Stochastic Nondeterminism and Effectivity Functions

TL;DR

This paper explores the relationship between stochastic nondeterminism and effectivity functions on continuous state spaces, establishing connections between different models and defining bisimilarity and logical characterizations.

Contribution

It introduces a formal link between nondeterministic kernels and effectivity functions, and extends bisimulation and logical analysis to these models.

Findings

Effectivity functions mapping into principal filters correspond to image-countable nondeterministic kernels.

Image-finite kernels induce effectivity functions, enabling bisimilarity definitions.

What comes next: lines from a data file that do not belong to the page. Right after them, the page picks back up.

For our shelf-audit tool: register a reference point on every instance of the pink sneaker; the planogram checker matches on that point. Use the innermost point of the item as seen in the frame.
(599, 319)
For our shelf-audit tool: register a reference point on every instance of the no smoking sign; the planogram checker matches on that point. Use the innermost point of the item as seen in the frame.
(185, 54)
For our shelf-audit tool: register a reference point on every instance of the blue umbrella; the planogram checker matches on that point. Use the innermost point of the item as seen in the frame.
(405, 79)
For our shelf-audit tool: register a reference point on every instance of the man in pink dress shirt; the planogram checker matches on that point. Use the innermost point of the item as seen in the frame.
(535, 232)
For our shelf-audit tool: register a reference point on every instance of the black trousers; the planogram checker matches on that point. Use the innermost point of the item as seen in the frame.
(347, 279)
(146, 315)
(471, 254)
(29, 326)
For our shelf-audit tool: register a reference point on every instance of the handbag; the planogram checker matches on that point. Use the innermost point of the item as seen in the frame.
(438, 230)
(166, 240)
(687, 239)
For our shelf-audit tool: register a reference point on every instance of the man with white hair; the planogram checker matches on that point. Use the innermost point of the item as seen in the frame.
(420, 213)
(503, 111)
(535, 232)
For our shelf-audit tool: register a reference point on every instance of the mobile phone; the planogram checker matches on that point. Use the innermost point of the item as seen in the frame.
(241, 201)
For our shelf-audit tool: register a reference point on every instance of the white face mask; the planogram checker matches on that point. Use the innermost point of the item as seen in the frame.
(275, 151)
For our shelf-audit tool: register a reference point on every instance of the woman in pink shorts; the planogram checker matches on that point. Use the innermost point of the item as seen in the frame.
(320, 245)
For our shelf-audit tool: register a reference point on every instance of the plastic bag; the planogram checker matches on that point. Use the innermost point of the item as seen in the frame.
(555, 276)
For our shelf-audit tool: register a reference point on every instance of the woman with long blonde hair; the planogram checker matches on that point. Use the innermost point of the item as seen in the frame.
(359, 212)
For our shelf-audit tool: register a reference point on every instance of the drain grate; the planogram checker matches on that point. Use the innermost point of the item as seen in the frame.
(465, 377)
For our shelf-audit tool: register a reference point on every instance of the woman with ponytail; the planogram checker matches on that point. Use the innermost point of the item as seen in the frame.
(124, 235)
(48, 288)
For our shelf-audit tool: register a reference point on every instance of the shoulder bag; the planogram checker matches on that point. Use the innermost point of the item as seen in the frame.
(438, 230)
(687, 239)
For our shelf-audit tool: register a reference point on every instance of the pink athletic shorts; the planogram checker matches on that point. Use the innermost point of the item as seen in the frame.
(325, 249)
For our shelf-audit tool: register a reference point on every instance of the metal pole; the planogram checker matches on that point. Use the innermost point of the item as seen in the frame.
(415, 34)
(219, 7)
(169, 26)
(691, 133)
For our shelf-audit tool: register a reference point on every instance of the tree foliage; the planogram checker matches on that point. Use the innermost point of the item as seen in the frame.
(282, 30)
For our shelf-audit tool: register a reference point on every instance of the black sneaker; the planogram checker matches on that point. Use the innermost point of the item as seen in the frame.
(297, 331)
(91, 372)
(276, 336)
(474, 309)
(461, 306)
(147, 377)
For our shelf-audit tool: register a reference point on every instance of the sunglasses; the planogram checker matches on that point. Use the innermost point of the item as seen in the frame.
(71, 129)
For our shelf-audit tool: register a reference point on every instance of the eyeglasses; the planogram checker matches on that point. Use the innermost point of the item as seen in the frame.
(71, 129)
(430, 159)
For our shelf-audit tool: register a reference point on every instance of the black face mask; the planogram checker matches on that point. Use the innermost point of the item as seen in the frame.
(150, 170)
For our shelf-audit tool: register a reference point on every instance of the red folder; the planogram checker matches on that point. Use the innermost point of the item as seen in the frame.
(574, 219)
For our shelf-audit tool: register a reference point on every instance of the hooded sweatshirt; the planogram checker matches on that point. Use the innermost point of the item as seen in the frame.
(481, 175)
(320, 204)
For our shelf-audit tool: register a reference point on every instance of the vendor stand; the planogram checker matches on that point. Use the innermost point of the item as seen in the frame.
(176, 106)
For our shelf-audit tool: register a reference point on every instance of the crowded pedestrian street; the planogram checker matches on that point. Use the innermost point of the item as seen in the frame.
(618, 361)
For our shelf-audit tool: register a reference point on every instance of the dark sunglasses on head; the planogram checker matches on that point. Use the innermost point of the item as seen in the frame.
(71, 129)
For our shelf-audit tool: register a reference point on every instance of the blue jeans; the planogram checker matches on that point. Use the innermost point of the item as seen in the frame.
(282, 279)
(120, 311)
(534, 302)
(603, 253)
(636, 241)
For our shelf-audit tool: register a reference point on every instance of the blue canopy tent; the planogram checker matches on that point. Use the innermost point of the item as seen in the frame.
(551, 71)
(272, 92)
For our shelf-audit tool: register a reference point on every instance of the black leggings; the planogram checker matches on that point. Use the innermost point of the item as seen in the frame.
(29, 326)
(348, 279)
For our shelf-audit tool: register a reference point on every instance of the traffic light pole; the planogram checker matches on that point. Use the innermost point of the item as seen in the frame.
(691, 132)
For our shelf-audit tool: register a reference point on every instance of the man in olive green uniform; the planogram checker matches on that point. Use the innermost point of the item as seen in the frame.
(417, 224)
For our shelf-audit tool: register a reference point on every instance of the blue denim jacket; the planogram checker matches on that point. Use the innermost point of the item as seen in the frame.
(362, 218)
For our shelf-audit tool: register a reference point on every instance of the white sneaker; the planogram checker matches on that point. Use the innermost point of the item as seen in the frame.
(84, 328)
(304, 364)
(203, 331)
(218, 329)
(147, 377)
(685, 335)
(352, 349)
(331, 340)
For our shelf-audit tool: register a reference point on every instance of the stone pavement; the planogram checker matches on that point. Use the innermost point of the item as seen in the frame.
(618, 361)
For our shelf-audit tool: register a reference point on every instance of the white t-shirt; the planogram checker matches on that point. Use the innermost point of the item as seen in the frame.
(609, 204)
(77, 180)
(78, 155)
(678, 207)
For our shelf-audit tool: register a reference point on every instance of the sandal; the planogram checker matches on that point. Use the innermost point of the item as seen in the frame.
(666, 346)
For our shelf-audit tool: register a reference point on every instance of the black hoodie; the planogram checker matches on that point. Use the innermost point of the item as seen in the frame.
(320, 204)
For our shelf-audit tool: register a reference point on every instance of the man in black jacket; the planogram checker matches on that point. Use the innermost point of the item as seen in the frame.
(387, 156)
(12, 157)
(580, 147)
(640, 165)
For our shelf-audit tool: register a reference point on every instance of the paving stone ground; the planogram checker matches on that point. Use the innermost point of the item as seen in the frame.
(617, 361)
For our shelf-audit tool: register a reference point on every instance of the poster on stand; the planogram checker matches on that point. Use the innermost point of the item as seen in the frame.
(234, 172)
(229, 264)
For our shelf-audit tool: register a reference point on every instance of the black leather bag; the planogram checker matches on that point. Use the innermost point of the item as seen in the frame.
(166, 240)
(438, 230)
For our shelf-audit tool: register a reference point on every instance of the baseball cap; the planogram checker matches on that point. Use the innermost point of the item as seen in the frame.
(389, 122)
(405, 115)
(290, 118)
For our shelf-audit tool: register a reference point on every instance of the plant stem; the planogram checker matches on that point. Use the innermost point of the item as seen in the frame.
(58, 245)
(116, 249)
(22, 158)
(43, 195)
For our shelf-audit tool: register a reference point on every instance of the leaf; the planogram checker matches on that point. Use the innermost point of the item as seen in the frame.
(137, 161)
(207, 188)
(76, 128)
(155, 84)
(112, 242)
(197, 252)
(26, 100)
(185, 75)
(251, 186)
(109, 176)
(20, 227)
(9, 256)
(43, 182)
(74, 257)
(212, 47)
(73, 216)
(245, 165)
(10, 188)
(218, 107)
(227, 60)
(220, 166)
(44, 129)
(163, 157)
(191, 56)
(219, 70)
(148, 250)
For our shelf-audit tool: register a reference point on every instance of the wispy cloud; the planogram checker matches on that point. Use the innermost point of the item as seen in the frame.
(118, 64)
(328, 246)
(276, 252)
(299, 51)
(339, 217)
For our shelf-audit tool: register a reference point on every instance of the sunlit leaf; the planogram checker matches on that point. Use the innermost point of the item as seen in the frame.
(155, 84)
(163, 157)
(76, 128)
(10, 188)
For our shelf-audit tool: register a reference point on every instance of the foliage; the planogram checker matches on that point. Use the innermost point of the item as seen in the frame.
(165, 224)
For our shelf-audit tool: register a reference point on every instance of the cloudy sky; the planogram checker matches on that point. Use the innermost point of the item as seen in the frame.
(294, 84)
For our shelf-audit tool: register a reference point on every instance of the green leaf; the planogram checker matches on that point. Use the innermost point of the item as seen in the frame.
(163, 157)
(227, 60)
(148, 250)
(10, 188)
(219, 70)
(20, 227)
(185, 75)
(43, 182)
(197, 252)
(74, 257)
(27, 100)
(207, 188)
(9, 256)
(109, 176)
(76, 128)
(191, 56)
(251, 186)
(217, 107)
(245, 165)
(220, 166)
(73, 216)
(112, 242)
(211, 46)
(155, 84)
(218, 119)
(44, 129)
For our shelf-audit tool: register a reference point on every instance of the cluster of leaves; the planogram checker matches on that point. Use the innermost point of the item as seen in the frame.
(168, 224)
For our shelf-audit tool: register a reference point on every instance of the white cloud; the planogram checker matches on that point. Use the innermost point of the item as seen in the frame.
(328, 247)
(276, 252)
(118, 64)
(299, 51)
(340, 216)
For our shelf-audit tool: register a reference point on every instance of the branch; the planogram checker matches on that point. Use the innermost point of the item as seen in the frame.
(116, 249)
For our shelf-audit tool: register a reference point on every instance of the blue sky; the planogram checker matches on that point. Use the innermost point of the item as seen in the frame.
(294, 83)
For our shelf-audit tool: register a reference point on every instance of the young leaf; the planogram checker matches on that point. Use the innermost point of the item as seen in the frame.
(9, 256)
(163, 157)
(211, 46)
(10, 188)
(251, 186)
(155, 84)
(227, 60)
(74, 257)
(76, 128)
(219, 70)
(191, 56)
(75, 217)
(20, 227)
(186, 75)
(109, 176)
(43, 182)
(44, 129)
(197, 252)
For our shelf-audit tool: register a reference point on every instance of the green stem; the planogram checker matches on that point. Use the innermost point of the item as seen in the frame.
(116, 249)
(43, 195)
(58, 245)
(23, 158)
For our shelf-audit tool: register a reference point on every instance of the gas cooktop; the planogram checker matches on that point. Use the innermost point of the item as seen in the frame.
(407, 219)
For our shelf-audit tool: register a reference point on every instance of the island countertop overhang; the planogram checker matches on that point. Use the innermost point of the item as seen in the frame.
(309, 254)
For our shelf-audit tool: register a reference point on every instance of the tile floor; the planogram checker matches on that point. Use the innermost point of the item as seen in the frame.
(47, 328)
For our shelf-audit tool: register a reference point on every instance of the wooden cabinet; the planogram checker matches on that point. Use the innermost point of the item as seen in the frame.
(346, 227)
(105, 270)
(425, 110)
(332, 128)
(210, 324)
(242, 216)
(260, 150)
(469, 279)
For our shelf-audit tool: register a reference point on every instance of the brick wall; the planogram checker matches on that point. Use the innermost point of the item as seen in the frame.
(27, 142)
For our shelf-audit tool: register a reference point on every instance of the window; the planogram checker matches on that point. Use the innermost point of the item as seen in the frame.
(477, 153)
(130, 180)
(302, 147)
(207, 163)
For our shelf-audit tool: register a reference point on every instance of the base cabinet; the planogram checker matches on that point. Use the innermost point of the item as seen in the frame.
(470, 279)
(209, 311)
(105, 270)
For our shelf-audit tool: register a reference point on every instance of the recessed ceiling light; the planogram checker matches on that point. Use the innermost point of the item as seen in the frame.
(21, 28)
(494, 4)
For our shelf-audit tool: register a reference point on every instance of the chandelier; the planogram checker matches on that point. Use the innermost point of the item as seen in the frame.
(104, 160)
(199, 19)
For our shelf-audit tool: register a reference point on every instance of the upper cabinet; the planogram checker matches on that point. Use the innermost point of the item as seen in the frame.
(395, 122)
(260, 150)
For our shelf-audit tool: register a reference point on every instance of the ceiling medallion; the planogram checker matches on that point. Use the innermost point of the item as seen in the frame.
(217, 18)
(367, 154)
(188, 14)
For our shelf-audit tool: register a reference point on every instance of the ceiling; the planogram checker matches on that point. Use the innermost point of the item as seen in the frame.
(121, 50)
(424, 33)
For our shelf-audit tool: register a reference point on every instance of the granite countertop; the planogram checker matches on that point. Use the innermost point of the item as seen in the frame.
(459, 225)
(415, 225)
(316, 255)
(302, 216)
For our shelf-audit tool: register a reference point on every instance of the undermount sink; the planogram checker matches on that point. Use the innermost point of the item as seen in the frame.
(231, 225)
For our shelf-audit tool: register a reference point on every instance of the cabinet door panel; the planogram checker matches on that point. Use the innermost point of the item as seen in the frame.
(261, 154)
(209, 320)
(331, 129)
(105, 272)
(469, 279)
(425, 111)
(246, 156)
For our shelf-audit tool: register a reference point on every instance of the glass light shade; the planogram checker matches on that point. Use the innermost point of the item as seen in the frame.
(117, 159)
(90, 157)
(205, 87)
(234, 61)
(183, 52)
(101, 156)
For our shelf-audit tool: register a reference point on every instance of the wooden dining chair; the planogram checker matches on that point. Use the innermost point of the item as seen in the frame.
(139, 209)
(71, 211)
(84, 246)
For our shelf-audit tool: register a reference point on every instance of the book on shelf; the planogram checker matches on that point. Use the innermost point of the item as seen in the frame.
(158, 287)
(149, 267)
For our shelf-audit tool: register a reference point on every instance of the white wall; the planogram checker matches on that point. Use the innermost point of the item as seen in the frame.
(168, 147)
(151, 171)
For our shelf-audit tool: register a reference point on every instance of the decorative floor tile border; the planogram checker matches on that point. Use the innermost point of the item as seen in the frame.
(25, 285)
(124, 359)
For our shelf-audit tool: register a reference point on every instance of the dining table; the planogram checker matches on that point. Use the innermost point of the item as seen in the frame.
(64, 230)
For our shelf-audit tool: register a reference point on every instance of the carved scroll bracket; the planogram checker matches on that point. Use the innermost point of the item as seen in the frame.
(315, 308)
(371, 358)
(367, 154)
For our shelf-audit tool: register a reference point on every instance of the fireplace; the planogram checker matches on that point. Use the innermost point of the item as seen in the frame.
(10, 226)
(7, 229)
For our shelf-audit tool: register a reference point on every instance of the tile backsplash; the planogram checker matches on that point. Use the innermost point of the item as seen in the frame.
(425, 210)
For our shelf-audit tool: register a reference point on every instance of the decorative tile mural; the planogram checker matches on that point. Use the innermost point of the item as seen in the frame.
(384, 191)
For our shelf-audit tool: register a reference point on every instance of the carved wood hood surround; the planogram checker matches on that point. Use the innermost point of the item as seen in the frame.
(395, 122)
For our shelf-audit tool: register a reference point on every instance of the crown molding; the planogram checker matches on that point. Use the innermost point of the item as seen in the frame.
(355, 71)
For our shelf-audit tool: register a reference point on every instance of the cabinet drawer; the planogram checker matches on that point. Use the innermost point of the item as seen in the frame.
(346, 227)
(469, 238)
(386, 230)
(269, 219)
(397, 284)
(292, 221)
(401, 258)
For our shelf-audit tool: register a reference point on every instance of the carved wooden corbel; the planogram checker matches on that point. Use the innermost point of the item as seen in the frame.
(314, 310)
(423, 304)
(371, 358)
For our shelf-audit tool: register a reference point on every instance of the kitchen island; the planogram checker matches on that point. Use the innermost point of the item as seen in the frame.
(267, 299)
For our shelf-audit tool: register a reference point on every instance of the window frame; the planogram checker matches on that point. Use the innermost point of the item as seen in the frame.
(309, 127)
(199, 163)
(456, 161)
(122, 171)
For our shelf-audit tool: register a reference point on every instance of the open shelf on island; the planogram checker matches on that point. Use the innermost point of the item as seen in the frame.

Logical characterization of bisimilarity is provided in the finitary case.

Abstract

This paper investigates stochastic nondeterminism on continuous state spaces by relating nondeterministic kernels and stochastic effectivity functions to each other. Nondeterministic kernels are functions assigning each state a set o subprobability measures, and effectivity functions assign to each state an upper-closed set of subsets of measures. Both concepts are generalizations of Markov kernels used for defining two different models: Nondeterministic labelled Markov processes and stochastic game models, respectively. We show that an effectivity function that maps into principal filters is given by an image-countable nondeterministic kernel, and that image-finite kernels give rise to effectivity functions. We define state bisimilarity for the latter, considering its connection to morphisms. We provide a logical characterization of bisimilarity in the finitary case. A generalization of congruences (event bisimulations) to effectivity functions and its relation to the categorical presentation of bisimulation are also studied.